According to Social Security calculations, the new self-employment scales will mean that two-thirds of current self-employed workers will see their quota drop, and the remaining third will see it increase.
What the Government proposes is a new system of contributions for real income. A reform by Minister Escrivá, which will make a self-employed person pay three times as much in Spain as in the United Kingdom and twice as much as in France and Germany.
There is still time for it to be modified and changed, and the government is still negotiating. The changes will not be immediate, they will be made between 2023 and 2031, for nine years, a measure that seeks to ensure that the regime in which it is listed is the real one, and that 10,000 million is contributed to the system that does not fit the Government.
Until now, a freelancer chooses how much he wants to contribute (the minimum, the maximum); now there would be 13 different income brackets, each with an assigned monthly fee.

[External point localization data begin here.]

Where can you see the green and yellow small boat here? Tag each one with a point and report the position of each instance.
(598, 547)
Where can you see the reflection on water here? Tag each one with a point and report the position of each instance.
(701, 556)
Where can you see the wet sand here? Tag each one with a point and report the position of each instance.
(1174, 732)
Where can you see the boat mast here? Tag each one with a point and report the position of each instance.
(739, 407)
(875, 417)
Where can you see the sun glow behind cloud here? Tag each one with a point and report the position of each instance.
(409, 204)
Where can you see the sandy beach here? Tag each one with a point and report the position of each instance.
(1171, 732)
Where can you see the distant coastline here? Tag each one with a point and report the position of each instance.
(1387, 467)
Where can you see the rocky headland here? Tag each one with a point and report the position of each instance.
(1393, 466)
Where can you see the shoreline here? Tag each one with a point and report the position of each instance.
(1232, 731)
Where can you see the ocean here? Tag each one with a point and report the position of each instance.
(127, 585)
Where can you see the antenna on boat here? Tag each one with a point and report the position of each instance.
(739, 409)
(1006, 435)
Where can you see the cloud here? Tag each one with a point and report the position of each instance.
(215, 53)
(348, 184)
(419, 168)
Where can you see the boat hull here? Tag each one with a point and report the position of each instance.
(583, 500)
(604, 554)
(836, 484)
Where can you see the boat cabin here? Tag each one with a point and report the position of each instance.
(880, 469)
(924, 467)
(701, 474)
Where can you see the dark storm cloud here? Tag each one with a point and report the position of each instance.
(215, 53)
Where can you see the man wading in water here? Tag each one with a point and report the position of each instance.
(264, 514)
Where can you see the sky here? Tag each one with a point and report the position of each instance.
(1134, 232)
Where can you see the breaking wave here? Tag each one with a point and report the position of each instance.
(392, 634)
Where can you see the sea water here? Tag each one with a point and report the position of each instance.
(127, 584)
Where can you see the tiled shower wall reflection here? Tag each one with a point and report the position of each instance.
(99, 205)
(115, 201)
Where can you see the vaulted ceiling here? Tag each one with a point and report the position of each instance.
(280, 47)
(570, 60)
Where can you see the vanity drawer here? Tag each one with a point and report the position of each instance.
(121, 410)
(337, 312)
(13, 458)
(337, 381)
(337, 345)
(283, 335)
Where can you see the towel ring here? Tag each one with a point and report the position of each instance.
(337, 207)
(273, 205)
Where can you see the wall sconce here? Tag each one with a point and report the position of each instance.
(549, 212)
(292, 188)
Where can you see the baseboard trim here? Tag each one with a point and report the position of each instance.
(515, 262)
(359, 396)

Those self-employed who earn below the bracket between 900 and 1,125.90 euros, will pay a lower contribution than the current one; and the rest will pay more.
For example, a self-employed person who earns 400 euros per month will have to pay 183.60 euros per month in 2031, 45% of what they earn. And a self-employed person who earns 1,700 euros will have to pay 535 euros per month to Social Security, 31% more.
The big difference is that a self-employed worker in Spain must contribute a monthly fee. In Germany the fee is 140 euros from 1,700 euros of monthly income, and below that amount is not paid.
The self-employed in Spain also have more protection than in the rest of Europe: access to benefits for retirement, maternity or paternity leave, accident at work or unemployment coverage and even closure of activity.
In France or Germany, the incidence of the pandemic in the sector has had direct aid, since the beginning of the health crisis they approved direct non-refundable aid. Germany also reinforced the protection shield for its business fabric with a reduction in VAT to 7% for bars and restaurants until 2023.